Esta procura explosiva provocou diretamente aumentos de preços nos MLCC de alto desempenho. Além disso, os prazos de entrega estenderam-se drasticamente — passando de oito semanas para até vinte semanas ou mesmo seis meses. Alguns relatórios sugerem que a indústria pode estar a enfrentar o mais longo período de escassez de oferta da sua história.

Na base desta situação está um componente crítico, no entanto muitas vezes negligenciado: o titanato de bário.

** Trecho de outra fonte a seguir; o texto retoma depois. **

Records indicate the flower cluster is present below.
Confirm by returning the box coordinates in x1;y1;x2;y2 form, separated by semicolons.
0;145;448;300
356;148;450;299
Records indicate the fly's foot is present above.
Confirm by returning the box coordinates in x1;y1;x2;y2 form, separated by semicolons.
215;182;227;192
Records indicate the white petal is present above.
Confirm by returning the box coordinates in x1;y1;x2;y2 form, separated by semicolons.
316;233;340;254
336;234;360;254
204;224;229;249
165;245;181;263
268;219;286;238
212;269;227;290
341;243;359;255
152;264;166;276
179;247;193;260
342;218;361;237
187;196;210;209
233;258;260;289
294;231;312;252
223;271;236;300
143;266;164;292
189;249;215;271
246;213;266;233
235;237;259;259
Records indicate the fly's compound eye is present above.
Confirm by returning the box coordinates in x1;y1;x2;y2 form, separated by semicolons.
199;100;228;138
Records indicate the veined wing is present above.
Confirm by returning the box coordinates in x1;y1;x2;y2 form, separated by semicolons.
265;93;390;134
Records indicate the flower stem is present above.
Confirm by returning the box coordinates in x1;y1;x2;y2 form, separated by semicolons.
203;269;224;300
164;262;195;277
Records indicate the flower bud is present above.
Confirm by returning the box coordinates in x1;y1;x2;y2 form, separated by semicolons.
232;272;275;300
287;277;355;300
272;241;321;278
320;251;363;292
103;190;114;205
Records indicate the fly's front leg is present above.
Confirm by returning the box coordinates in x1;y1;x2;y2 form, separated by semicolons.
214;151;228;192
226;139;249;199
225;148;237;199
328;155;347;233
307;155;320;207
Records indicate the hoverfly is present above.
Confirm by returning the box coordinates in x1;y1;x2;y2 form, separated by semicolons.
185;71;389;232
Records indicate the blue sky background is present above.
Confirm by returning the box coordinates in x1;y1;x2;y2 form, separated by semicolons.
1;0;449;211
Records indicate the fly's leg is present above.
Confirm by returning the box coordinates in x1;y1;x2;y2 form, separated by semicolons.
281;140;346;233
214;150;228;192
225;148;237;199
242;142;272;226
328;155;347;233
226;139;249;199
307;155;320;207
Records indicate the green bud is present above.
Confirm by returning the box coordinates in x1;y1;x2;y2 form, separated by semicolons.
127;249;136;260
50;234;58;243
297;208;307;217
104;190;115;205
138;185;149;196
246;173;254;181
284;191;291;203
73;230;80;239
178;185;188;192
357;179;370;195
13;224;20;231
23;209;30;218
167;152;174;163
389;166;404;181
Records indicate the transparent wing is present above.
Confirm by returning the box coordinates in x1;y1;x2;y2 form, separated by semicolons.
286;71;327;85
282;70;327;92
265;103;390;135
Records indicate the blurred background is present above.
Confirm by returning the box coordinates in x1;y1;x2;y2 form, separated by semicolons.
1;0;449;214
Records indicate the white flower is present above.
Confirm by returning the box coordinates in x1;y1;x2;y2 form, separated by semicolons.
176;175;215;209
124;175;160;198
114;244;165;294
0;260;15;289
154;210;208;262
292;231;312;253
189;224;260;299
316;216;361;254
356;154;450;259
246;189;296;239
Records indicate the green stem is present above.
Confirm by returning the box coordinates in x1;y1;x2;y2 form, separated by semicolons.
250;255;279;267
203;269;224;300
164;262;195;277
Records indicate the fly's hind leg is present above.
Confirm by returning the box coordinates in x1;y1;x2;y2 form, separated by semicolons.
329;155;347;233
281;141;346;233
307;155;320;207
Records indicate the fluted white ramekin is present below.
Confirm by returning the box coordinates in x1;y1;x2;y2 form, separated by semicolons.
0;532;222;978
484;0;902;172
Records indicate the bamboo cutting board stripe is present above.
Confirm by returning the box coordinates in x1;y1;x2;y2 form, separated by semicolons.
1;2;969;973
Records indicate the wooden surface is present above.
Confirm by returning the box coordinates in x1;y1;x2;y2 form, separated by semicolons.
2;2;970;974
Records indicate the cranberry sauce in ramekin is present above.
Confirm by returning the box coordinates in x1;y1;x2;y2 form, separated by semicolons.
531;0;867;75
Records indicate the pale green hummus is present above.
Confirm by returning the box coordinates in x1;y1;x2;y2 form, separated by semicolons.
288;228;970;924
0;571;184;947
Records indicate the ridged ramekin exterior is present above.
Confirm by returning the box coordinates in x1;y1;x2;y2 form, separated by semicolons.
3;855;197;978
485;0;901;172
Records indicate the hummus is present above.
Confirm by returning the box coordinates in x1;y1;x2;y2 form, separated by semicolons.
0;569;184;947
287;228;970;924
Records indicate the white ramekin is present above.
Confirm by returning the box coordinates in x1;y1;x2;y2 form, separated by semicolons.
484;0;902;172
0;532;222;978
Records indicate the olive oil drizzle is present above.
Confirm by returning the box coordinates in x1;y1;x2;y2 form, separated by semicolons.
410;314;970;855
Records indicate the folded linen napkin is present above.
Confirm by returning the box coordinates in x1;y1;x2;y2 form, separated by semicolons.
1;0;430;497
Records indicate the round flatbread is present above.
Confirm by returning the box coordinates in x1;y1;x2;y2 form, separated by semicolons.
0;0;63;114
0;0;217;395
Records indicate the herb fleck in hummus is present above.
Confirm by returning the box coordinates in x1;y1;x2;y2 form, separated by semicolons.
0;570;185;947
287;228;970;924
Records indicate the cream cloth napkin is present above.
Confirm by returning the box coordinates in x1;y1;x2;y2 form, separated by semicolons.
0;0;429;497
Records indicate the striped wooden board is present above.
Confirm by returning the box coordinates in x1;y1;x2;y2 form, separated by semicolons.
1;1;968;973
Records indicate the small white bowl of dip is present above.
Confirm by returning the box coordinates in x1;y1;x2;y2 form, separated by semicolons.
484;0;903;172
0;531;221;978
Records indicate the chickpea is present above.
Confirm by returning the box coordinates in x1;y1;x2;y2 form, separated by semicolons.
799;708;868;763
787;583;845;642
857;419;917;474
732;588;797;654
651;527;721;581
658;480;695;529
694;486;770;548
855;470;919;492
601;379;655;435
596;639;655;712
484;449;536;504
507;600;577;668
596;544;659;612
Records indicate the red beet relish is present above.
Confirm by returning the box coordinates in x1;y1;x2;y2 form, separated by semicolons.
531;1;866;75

O titanato de bário (BaTiO3) apresenta uma estrutura cristalina clássica do tipo perovskita e possui propriedades como elevada constante dielétrica, ferroeletricidade e piezoeletricidade. Estas características tornam-no um material versátil para diversos componentes eletrónicos, conferindo-lhe o título de “pilar da indústria da cerâmica eletrónica”.

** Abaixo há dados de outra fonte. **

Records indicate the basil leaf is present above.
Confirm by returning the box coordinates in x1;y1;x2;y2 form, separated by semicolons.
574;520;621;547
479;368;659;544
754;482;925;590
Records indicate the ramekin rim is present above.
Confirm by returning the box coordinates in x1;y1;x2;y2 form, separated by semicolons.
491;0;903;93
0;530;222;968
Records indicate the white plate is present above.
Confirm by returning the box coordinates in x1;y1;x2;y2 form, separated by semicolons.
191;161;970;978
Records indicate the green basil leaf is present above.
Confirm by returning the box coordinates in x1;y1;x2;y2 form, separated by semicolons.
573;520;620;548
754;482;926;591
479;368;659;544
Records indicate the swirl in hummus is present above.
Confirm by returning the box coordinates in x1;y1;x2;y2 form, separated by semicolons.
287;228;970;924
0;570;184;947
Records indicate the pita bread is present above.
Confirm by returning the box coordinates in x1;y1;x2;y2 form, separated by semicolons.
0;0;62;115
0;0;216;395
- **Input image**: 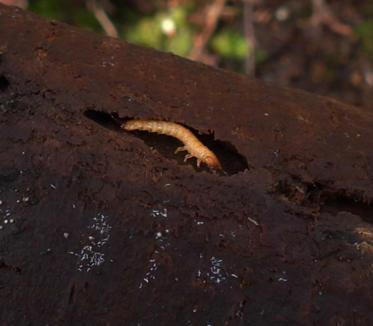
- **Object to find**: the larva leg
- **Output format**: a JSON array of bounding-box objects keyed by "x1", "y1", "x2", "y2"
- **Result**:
[
  {"x1": 184, "y1": 154, "x2": 193, "y2": 162},
  {"x1": 175, "y1": 146, "x2": 187, "y2": 154},
  {"x1": 196, "y1": 158, "x2": 201, "y2": 167}
]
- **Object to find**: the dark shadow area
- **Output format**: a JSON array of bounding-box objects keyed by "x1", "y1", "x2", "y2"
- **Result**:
[
  {"x1": 0, "y1": 169, "x2": 19, "y2": 185},
  {"x1": 184, "y1": 124, "x2": 248, "y2": 175},
  {"x1": 0, "y1": 75, "x2": 9, "y2": 91},
  {"x1": 321, "y1": 190, "x2": 373, "y2": 223},
  {"x1": 84, "y1": 110, "x2": 248, "y2": 175},
  {"x1": 322, "y1": 229, "x2": 361, "y2": 244},
  {"x1": 274, "y1": 175, "x2": 373, "y2": 223},
  {"x1": 84, "y1": 109, "x2": 122, "y2": 132}
]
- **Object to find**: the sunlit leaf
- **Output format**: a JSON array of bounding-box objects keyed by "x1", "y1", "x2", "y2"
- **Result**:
[{"x1": 210, "y1": 29, "x2": 250, "y2": 59}]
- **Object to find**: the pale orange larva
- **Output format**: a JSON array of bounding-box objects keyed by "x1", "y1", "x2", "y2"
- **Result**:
[{"x1": 122, "y1": 120, "x2": 222, "y2": 170}]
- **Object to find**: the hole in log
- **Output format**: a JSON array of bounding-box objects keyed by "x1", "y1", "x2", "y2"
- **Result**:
[{"x1": 84, "y1": 110, "x2": 248, "y2": 175}]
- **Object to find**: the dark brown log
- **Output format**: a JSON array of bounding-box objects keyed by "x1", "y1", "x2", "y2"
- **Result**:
[{"x1": 0, "y1": 4, "x2": 372, "y2": 325}]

Os MLCCs representam a área de aplicação mais crítica para o titanato de bário. Num MLCC, a camada dielétrica de cerâmica é o componente central; o seu desempenho determina diretamente parâmetros-chave como a capacitância, a resistência à tensão e as características de frequência. O titanato de bário serve como principal matéria-prima para esta camada dielétrica, representando cerca de 70% dos custos de matéria-prima de um MLCC.

O rápido crescimento de setores emergentes — como o 5G, os veículos de nova energia (NEVs), a inteligência artificial (IA) e a Internet das Coisas (IoT) — impulsionou a procura de titanato de bário. Por exemplo, os MLCC utilizados nos NEV requerem materiais dielétricos de titanato de bário que tenham sido submetidos a processos especializados de dopagem e modificação para garantir um desempenho estável numa gama de temperaturas de -40°C a 150°C. Da mesma forma, os dispositivos de IA e os sensores IoT requerem grandes quantidades de MLCCs em miniatura e componentes de memória de baixo consumo de energia; Isto exige pós de titanato de bário com partículas à escala nano e alta uniformidade, bem como propriedades ferroelétricas e piezoelétricas otimizadas. Quanto maior for a capacidade de processamento de IA necessária, mais rigorosas serão as exigências impostas ao titanato de bário utilizado nos MLCCs.

A obtenção de camadas de alta capacitância e ultrafinas em MLCCs depende do refinamento dos grãos do pó e da redução da espessura das folhas dielétricas — processos que requerem materiais de base de alta qualidade, equipamento de produção avançado e técnicas de fabrico compatíveis.

O pó de titanato de bário de alto desempenho está longe de ser uma simples *commodity* química; as barreiras técnicas significativas e a dificuldade de expansão da capacidade de produção constituem o desafio central que se coloca à actual cadeia de abastecimento do sector.